As seen in the Shimano Archive, Eido Shimano's adventures carry a distinctly negative spin. He has proven himself capable of great self-promotion and self-indulgence. He has brought harm to others. Whatever good he may have accomplished has come with a dark shadow that no "self-hagiography" (as a friend puts it) can dispel. And the Shimano Archive depicts that shadow and, by implication, offers a good lesson to all those whose adoration can overshadow their understandable yearning and common sense.
The trade mark is a wonderful addition as well. If I were in a barroom among friends, I would call it an admirable rat-fuck. Any revisionist history in the future that attempts to re-see Shimano's activities in the United States will be forced to find another title or risk trade mark infringement, an actionable offense. The hagiography (defined in part as "a book about a person’s life that deliberately includes only good things about them") will not be able to employ the "roku" designator ... and thus place it in the same league with the great Zen teachers of the past.
The outraged and sorrowful fires of the past are dwindling now. Eido Shimano has stepped aside from his leadership role at the centers he helped to establish -- Sho Bo Ji in New York City and Dai Bosatsu monastery in Livingston Manor, N.Y. Or, if he has not stepped aside, he is at least keeping a low, low profile. Those whom he harmed or angered are less voluble. Their ammunition is running low, even if the scars remain and the flames leap up from time to time. All that is left is history, a history that, for other teachers, may still shine bright and instructive for students of Zen. Their "roku" nourishes and encourages, even if such tales are iced with a kind of dehumanizing wonder. There is nothing like being dead to elevate your stock.
The Eido Roku too has an encouraging tale to tell to serious Zen students -- a realistic and unpleasant tale, a tale whose tag line might be something as simple as, "Don't YOU do that!"

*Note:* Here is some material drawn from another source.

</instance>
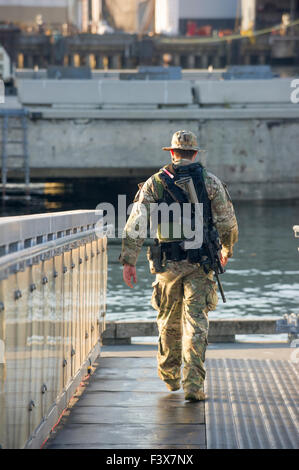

On an associative note, I see that "more than a million" gathered in Rome today for the beatification (one of the steps on the path to "sainthood") of Pope John Paul II, who died April 2, 2005. John Paul was a popular pope, even among those who are not Catholics. And who among us does not try to create a saint or two? It is a human pastime and one that deserves better than scoffing. But it is interesting, if understandable, that it is the dead who receive such accolades. One thing you can say for the dead ... they don't/can't talk back. It seems a pity and unfair, but there it is.